Aumento de salários. Negociação com Governo está "inquinada"

Os sindicatos que representam os trabalhadores da Administração Pública foram recebidos pelo Governo, pela segunda vez. O Sindicato dos Quadros Técnicos do Estado faz um apelo aos partidos da Oposição. A Frente Comum critica o Governo que se "senta à mesa hoje sem mexer uma vírgula na sua proposta" de aumentos de salários.

Cristina Santos- RTP /
Nuno Patrício - RTP

O Executivo mantém a proposta de aumento de 2,15 por cento para salários superiores a 2.631 euros e um aumento mínimo de 56,58 euros para salários até esse valor.

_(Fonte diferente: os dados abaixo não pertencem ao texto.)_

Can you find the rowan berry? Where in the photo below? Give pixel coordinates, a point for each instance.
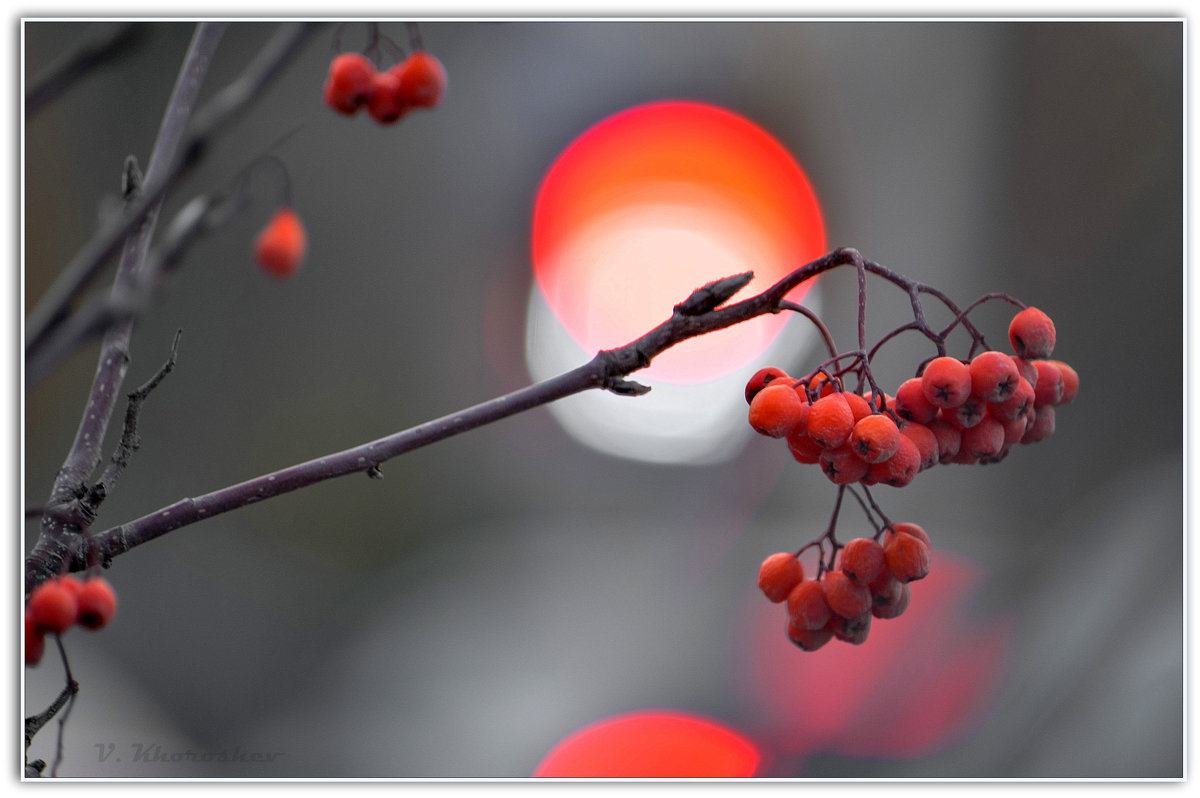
(846, 598)
(851, 630)
(423, 79)
(778, 575)
(984, 439)
(993, 376)
(863, 561)
(281, 246)
(1049, 388)
(808, 606)
(388, 103)
(831, 420)
(762, 378)
(1069, 382)
(53, 606)
(925, 441)
(97, 604)
(843, 465)
(348, 84)
(1042, 426)
(1014, 406)
(775, 411)
(1032, 334)
(966, 414)
(900, 468)
(804, 449)
(911, 402)
(859, 408)
(897, 604)
(875, 437)
(907, 557)
(949, 439)
(809, 640)
(946, 382)
(35, 642)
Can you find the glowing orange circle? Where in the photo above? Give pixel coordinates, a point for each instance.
(657, 201)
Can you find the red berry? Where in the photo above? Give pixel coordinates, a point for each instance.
(911, 402)
(423, 79)
(851, 630)
(762, 378)
(907, 557)
(993, 376)
(862, 559)
(53, 606)
(809, 640)
(779, 574)
(925, 441)
(97, 604)
(843, 465)
(846, 598)
(875, 437)
(900, 468)
(1032, 334)
(35, 642)
(808, 606)
(777, 411)
(946, 382)
(348, 84)
(387, 102)
(831, 421)
(281, 246)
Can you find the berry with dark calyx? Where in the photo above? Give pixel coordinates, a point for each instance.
(946, 382)
(875, 437)
(808, 605)
(762, 378)
(423, 79)
(387, 103)
(851, 630)
(863, 561)
(778, 575)
(53, 606)
(831, 420)
(907, 556)
(97, 604)
(281, 246)
(846, 598)
(1032, 334)
(777, 411)
(809, 640)
(348, 84)
(993, 376)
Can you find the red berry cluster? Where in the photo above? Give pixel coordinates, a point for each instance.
(954, 412)
(61, 603)
(281, 245)
(871, 581)
(353, 83)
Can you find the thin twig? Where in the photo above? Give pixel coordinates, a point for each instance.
(208, 123)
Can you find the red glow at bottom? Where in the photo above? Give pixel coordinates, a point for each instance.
(652, 744)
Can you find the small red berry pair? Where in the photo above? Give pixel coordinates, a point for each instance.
(353, 83)
(61, 603)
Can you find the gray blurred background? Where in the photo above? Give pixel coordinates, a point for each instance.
(501, 589)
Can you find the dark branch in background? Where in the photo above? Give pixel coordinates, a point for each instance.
(208, 124)
(100, 45)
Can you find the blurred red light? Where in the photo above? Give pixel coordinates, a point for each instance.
(652, 744)
(657, 201)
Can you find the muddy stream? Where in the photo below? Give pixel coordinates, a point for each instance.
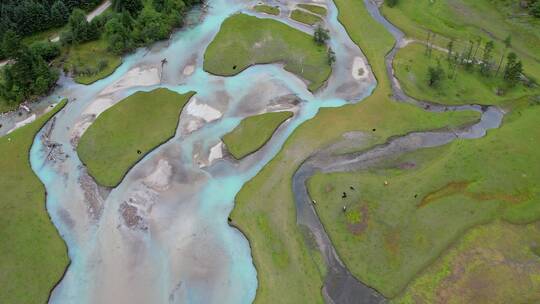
(340, 286)
(161, 235)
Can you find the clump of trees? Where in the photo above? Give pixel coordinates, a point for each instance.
(321, 36)
(435, 75)
(27, 17)
(391, 3)
(476, 56)
(533, 6)
(133, 23)
(29, 75)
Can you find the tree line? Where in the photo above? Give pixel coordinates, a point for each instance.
(133, 23)
(477, 56)
(28, 17)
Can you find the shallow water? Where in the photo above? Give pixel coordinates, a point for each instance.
(162, 234)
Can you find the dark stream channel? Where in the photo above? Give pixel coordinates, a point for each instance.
(340, 285)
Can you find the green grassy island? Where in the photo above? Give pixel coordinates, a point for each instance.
(125, 133)
(253, 132)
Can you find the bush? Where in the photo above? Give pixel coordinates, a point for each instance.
(46, 50)
(391, 3)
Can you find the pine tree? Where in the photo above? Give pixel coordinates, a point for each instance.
(485, 66)
(513, 70)
(59, 13)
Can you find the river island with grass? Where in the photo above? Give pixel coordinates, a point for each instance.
(233, 151)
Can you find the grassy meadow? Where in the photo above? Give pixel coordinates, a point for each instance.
(494, 263)
(305, 17)
(33, 256)
(316, 9)
(289, 267)
(466, 20)
(253, 132)
(91, 61)
(433, 196)
(126, 132)
(258, 41)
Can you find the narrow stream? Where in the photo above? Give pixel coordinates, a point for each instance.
(340, 285)
(162, 236)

À saída da reunião com a secretária de Estado da Administração Pública, no Ministério das Finanças, o coordenador da Frente Comum considerou “inaceitável” o adiamento da apresentação de "uma proposta diferente".

Para a Frente Comum, a negociação está "inquinada à partida", porque o Executivo apresentou a proposta de OE2026 e só "depois continua a negociação com os sindicatos" da Função Pública.

Perante “o impasse negocial”, Sebastião Santana lembrou a greve convocada para dia 24 de outubro.
Também após a reunião com a secretária de Estado, o Sindicato dos Quadros Técnicos do Estado (STE) admitiu que o valor dos aumentos salariais só vai ser diferente se a oposição parlamentar se unir.
O STE espera aumentos dos valores do subsídio de refeição e a reposição de três dias de férias (retirados pela troika).O próximo encontro com os sindicatos, que será o terceiro, ficou marcado para o final do mês, 29 de outubro. A primeira reunião do Governo com os sindicatos da Função Pública aconteceu no dia 26 de setembro.

Quanto ao Orçamento do Estado para 2026, o Governo entregou à Comissão Europeia o plano orçamental.

Lisboa garante que as novas medidas se adequam às recomendações específicas de Bruxelas.